I have water available all the time. I never pick up the water in the evening either. IMO, part of having a baby puppy is taking them out when they need to "go". 

Feeding schedule depends on your schedule. Are you home all day or do you work? I feed baby puppies 3 times a day, plus a "Bed time snack" so they don't have to go 12+ hours between dinner and breakfast.


----------



## AngusMcGee (Oct 29, 2011)

I kind of have a question along the same lines. When we got Angus from the breeder, they said he was getting a cup of food 3 times a day. He hasn't eaten that much since we brought him home. We'll give him about a cup of food in his dish in the morning and he doesn't hardly touch it. He'll nibble on it throughout the day, and then we'll feed him again around 5 or 6 in the evening. 

I know we're not supposed to free feed him all day, but I feel bad taking his food away in the morning if he hasn't eaten anything. Is this going to have to be a tough love type of thing for a few days so he realizes that he can only eat when we put the dish out and then put it away after about an hour or so?


----------



## Lilie (Feb 3, 2010)

Remember that the important thing about a schedule is to keep to it as close as possible. Really consider your normal daily schedule and incorporate puppy feeding into it. 

Example: if you feed at 6:00 am during the week, make sure you stay as close to 6:00 am on the weekends. 

Puppies don't wear watches, but they do have internal alarm clocks!


----------



## BlackGSD (Jan 4, 2005)

Yep.
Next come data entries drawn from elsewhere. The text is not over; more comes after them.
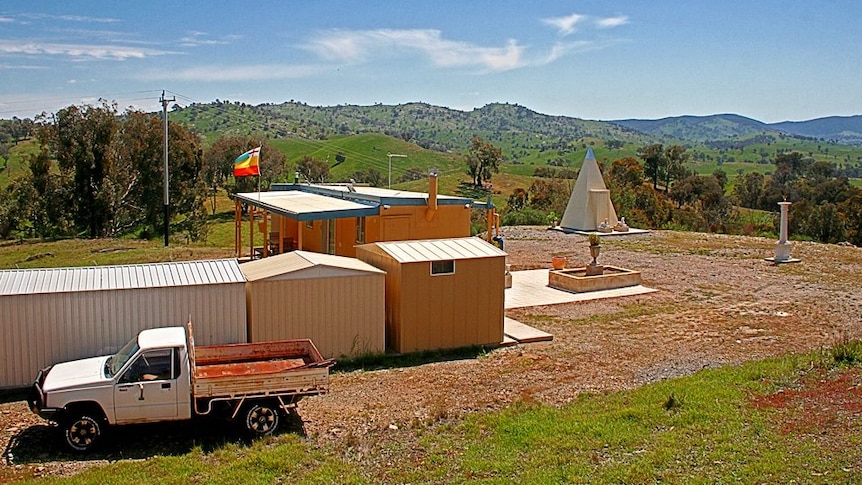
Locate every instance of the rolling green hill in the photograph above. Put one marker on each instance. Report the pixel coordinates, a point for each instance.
(734, 143)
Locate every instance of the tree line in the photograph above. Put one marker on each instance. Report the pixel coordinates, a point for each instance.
(100, 173)
(656, 191)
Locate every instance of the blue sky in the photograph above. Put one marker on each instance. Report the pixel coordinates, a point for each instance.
(769, 60)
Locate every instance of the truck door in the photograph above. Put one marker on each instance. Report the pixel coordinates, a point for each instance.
(147, 390)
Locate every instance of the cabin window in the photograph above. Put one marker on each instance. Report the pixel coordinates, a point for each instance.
(154, 365)
(360, 230)
(443, 267)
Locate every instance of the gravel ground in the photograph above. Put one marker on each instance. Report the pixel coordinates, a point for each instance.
(718, 303)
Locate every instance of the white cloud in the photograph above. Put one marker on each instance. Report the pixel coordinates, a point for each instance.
(359, 46)
(565, 25)
(69, 18)
(78, 51)
(610, 22)
(196, 39)
(259, 72)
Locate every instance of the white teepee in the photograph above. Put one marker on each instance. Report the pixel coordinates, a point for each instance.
(590, 203)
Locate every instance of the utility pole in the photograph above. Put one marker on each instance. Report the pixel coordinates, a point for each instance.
(165, 102)
(390, 155)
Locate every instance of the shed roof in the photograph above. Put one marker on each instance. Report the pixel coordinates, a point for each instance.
(297, 261)
(439, 249)
(122, 277)
(307, 206)
(371, 195)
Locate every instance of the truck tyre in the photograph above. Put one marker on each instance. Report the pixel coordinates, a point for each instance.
(82, 433)
(262, 419)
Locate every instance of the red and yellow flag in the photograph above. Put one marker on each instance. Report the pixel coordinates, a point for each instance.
(247, 163)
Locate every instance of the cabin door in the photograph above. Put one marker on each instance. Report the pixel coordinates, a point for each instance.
(147, 390)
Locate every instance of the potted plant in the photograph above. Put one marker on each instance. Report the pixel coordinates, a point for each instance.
(559, 262)
(595, 246)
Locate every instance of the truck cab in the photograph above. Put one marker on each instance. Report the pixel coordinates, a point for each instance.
(148, 380)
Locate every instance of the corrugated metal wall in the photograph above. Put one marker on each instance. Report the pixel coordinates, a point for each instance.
(425, 312)
(42, 329)
(449, 311)
(342, 315)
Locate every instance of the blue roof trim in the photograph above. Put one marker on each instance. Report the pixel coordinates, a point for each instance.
(370, 210)
(376, 199)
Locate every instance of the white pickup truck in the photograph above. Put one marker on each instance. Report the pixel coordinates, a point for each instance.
(161, 376)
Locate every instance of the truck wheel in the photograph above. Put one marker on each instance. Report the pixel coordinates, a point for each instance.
(82, 433)
(262, 419)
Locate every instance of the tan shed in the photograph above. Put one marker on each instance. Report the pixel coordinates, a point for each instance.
(335, 301)
(59, 314)
(442, 293)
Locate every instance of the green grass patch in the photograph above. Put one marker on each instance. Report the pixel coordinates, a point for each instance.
(698, 429)
(284, 459)
(705, 428)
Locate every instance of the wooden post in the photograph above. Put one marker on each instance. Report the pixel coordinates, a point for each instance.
(265, 234)
(251, 231)
(237, 229)
(299, 235)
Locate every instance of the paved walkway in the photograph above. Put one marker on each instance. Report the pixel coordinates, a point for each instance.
(530, 288)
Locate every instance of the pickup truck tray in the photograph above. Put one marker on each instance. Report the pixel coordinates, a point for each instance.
(260, 369)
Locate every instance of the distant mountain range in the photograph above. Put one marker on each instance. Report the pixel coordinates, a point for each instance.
(511, 126)
(846, 130)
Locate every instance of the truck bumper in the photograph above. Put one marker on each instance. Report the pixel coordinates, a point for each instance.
(36, 398)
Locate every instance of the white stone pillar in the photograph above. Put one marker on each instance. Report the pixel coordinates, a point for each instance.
(783, 235)
(782, 247)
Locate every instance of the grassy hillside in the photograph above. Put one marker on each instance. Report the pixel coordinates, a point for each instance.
(724, 425)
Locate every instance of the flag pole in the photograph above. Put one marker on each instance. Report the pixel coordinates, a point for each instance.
(258, 172)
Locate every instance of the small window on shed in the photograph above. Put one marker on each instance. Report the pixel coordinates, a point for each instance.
(443, 267)
(360, 230)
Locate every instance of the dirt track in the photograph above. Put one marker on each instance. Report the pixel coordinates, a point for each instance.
(719, 302)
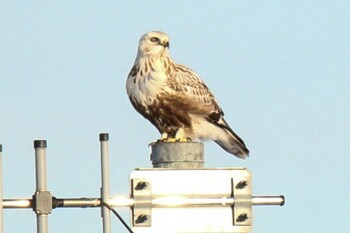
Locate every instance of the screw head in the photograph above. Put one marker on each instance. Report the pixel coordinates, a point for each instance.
(242, 217)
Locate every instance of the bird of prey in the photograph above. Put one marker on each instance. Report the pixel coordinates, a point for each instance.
(175, 100)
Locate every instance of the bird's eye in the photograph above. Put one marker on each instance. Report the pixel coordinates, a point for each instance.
(154, 39)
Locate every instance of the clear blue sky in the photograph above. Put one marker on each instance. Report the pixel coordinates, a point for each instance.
(280, 70)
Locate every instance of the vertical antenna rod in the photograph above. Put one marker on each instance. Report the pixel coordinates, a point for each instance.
(104, 137)
(41, 185)
(1, 197)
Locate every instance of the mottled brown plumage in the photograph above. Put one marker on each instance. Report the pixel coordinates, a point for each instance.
(175, 100)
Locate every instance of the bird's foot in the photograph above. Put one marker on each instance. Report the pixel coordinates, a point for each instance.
(169, 140)
(177, 140)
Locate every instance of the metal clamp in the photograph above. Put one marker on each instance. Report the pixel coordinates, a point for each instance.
(42, 202)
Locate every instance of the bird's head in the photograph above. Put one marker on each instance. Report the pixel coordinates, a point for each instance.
(154, 43)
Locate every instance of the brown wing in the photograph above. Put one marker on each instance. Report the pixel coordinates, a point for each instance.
(190, 88)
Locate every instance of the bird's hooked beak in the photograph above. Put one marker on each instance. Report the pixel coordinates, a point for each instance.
(165, 43)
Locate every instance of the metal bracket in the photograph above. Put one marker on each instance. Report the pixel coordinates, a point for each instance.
(42, 202)
(242, 194)
(142, 210)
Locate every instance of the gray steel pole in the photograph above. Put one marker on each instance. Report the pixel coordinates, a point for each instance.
(105, 190)
(41, 182)
(1, 197)
(178, 155)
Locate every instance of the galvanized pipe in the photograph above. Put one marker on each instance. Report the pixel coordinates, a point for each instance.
(105, 189)
(41, 181)
(1, 194)
(160, 202)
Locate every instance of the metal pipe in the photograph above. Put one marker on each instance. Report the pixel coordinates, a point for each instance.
(17, 203)
(159, 202)
(1, 194)
(41, 181)
(105, 189)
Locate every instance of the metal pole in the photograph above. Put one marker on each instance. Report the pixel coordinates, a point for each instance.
(41, 182)
(106, 220)
(178, 155)
(159, 202)
(1, 197)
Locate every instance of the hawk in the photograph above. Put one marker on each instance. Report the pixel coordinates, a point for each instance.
(175, 100)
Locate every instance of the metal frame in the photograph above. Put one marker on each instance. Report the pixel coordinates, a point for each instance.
(43, 202)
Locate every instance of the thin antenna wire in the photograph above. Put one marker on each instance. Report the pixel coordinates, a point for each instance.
(118, 216)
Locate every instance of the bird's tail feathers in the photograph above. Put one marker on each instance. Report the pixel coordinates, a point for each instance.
(231, 142)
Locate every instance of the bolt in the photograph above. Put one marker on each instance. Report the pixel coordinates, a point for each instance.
(141, 219)
(242, 184)
(141, 185)
(242, 217)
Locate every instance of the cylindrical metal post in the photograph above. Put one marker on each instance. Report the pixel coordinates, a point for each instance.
(185, 155)
(1, 197)
(41, 181)
(104, 137)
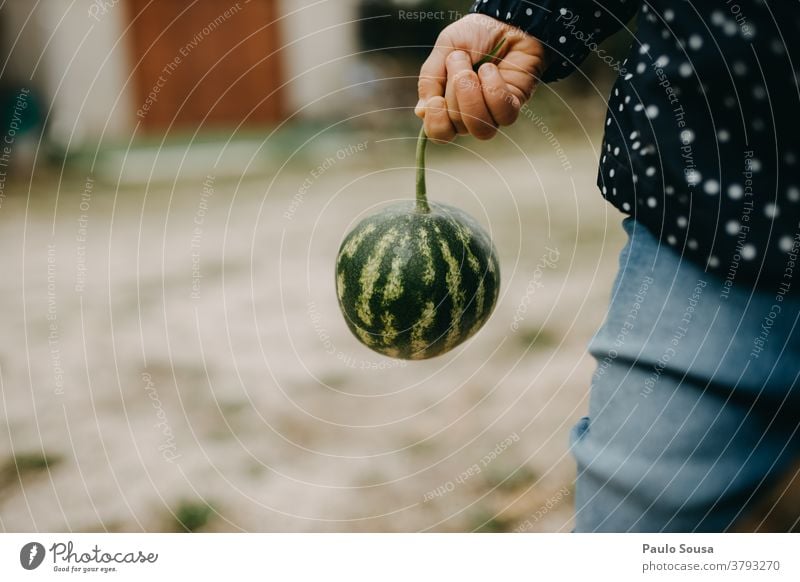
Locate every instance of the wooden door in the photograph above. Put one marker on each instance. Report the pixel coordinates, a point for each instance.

Sounds like it is time for some "tough love". I wouldn't give him "an hour our so" to eat is, I would give him 15 minutes to start eating. If he is eating after 15 minutes I would let him finish, but if he walks away, I would pick it up. How old is he? And what are you feeding him?


----------



## AngusMcGee (Oct 29, 2011)

Angus just turned 10 weeks today. We are feeding him Iams Large Breed Puppy, just like the breeder was. We've notice he'll eat quite a bit at night, but so far today he's only eaten about a cup of food. He's drinking just fine, but he was also kind of tired today, slept almost all day.


----------



## BlackGSD (Jan 4, 2005)

How long have you had him? How much does he eat at night, just his 1 cup or are you giving him more than that?


----------



## AngusMcGee (Oct 29, 2011)

We've had him two weeks now. My husband has been giving him about a cup, maybe a cup and a half in the evenings and he dang near licks the bowl clean. So then that raises the question, should we give him more? We did a few times, but he just kind of looked at it, didn't really eat it, so I think that answers my own question.


----------



## sable123 (Jul 11, 2010)

AngusMcGee said:


> We've had him two weeks now. My husband has been giving him about a cup, maybe a cup and a half in the evenings and he dang near licks the bowl clean. So then that raises the question, should we give him more? We did a few times, but he just kind of looked at it, didn't really eat it, so I think that answers my own question.


Up to 3-4 months the puppy should eat as much as it wants 3-4 times a day until the first signs of being full. Measuring at this age is not a good idea.


----------